= Calcaxonia =

Calcaxonia (1981 – 1999 known only under the informal name restricted Holaxonia) was, in some systems, an Octocorallian suborder of the order Gorgonacea, or alternatively of the broadly conceived order Alcyonacea. Before its formal erection in 1999, it was usually included inside the suborder Holaxonia.

According to a 2022 revision of Octocorallia, former Calcaxonia is part of the newly created order Scleralcyonacea, with the exception of the Calcaxonian genus Isis which is included in the order Malacalcyonacea.
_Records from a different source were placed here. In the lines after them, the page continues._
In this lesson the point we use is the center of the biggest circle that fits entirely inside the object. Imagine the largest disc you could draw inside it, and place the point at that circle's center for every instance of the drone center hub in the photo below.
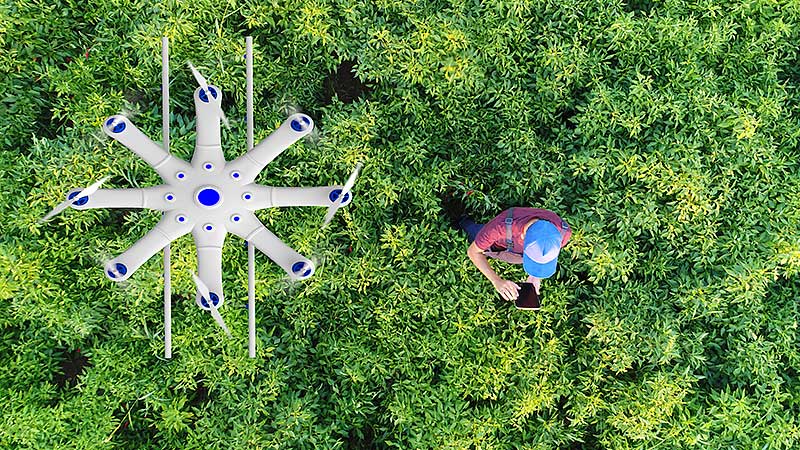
(209, 196)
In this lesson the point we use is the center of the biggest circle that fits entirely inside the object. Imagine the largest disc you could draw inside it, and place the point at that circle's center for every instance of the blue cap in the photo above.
(541, 248)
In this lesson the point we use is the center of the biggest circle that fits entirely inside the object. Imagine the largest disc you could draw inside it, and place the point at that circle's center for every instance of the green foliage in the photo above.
(665, 133)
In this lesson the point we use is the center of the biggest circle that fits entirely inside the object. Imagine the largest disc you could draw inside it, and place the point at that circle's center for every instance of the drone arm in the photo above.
(166, 231)
(149, 198)
(125, 132)
(274, 197)
(207, 145)
(252, 230)
(209, 260)
(253, 162)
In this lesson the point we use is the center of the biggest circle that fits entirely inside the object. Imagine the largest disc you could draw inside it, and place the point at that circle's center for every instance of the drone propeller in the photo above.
(342, 196)
(83, 193)
(204, 84)
(212, 307)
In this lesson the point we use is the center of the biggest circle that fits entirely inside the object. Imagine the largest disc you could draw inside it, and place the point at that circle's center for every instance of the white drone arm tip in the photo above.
(254, 232)
(291, 130)
(168, 229)
(125, 132)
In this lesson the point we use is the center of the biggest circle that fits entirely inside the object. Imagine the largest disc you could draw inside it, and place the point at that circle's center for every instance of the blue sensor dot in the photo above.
(208, 197)
(214, 299)
(334, 195)
(118, 128)
(79, 202)
(204, 97)
(301, 124)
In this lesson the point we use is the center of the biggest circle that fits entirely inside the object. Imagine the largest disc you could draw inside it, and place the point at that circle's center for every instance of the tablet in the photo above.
(527, 298)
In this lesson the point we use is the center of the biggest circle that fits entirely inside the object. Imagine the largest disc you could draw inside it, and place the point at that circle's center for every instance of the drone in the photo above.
(209, 197)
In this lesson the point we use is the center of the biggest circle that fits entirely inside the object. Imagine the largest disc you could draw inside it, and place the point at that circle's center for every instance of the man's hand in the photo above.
(507, 289)
(536, 282)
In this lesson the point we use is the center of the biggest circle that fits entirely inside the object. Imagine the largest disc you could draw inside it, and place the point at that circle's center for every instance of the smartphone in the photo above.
(527, 298)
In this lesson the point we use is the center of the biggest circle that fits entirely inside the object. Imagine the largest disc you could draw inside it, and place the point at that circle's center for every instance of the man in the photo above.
(528, 236)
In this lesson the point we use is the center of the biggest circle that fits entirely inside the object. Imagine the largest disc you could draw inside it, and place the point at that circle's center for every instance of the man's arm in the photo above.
(507, 289)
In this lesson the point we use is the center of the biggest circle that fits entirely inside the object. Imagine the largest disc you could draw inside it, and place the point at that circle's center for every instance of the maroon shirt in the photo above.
(494, 232)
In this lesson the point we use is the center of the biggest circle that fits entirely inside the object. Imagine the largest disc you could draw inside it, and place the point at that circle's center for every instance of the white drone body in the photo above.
(209, 197)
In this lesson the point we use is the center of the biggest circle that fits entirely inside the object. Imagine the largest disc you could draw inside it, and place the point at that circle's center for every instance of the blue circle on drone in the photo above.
(118, 128)
(334, 195)
(298, 126)
(204, 96)
(122, 269)
(208, 197)
(79, 202)
(214, 299)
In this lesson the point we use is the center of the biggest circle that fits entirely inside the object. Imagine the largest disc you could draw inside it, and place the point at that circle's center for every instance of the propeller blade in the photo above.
(207, 295)
(84, 193)
(345, 190)
(204, 84)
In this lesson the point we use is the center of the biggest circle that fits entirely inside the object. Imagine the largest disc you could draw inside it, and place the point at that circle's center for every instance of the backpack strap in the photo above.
(508, 221)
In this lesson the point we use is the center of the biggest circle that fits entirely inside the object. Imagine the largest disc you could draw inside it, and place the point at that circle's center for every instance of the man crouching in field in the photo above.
(528, 236)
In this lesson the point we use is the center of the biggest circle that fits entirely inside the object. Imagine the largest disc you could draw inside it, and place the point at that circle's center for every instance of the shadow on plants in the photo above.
(199, 396)
(643, 7)
(344, 84)
(119, 216)
(589, 440)
(46, 125)
(362, 439)
(72, 366)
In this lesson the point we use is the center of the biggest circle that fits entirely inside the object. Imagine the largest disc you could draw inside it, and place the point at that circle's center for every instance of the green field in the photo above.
(665, 133)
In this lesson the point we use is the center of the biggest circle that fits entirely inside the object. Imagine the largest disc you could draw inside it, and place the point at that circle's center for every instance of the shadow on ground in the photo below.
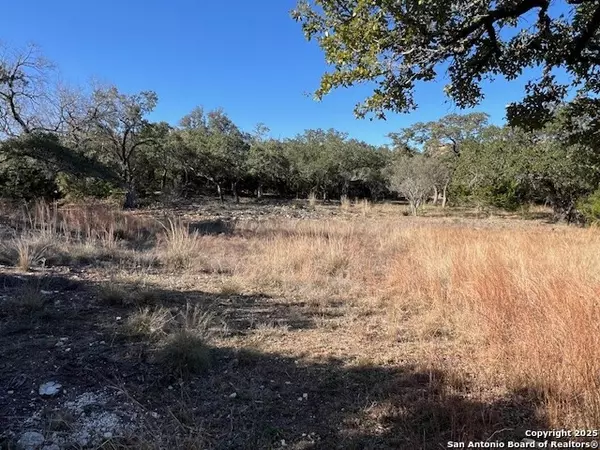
(246, 399)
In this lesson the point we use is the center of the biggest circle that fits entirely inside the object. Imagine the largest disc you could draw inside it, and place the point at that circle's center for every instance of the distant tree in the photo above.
(397, 44)
(118, 123)
(450, 131)
(267, 161)
(412, 178)
(216, 149)
(27, 99)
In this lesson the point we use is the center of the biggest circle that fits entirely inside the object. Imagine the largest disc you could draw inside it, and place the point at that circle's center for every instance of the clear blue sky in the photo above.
(250, 58)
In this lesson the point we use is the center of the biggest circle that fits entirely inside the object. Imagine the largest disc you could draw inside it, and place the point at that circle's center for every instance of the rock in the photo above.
(51, 447)
(31, 440)
(50, 389)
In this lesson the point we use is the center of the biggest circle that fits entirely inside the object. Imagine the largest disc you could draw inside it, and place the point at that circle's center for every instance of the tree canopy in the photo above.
(396, 44)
Within Scleralcyonacea, almost all former Calcaxonia taxa form together one unnamed clade, only Ellisellidae and Dendrobrachiidae (and possibly also Chelidonisididae) are parts of other clades of Scleralcyonacea.

== Composition ==
The following taxa were included in Calcaxonia:
- family Chelidonisididae (before 2021, this taxon was classified either as part of Isididae or as incertae sedis)
- family Chrysogorgiidae
- family Dendrobrachiidae (before 2019, this taxon was classified as part of Holaxonia, rather than Calcaxonia)
- family Ellisellidae
- family Ifalukellidae
- genus Isis (the current family Isididae includes only this genus plus two genera formerly included in Gorgoniidae being part of Holaxonia; prior to 2021/2016, the family Isididae included this genus plus what are now the families Keratoisididae, Mopseidae and Chelidonisididae)
- family Isidoidae (before 2021, this taxon was classified either as incertae sedis or as part of Chrysogorgiidae)
- family Keratoisididae (before 2021/2016, this taxon was classified as part of Isididae)
- family Mopseidae (before 2021/2016, this taxon was classified as part of Isididae; since 2021, Mopseidae includes the family Circinisididae proposed in 2016)
- family Pleurogorgiidae (before 2021, this taxon was classified as part of Chrysogorgiidae)
- family Primnoidae
Note that while some of the above families were (re)created by various studies in 2021, all the above families were moved to the new order Scleralcyonacea one year later, i.e. in 2022.

== Calcaxonia sensu lato ==
In 2019, G. C. Williams proposed that the name Calcaxonia be applied to the whole clade which, since 2022, has been known as Scleralcyonacea, i.e. the clade composed mainly of Calcaxonia proper, Pennatulacea and Helioporacea. Other authors did not adopt this proposal.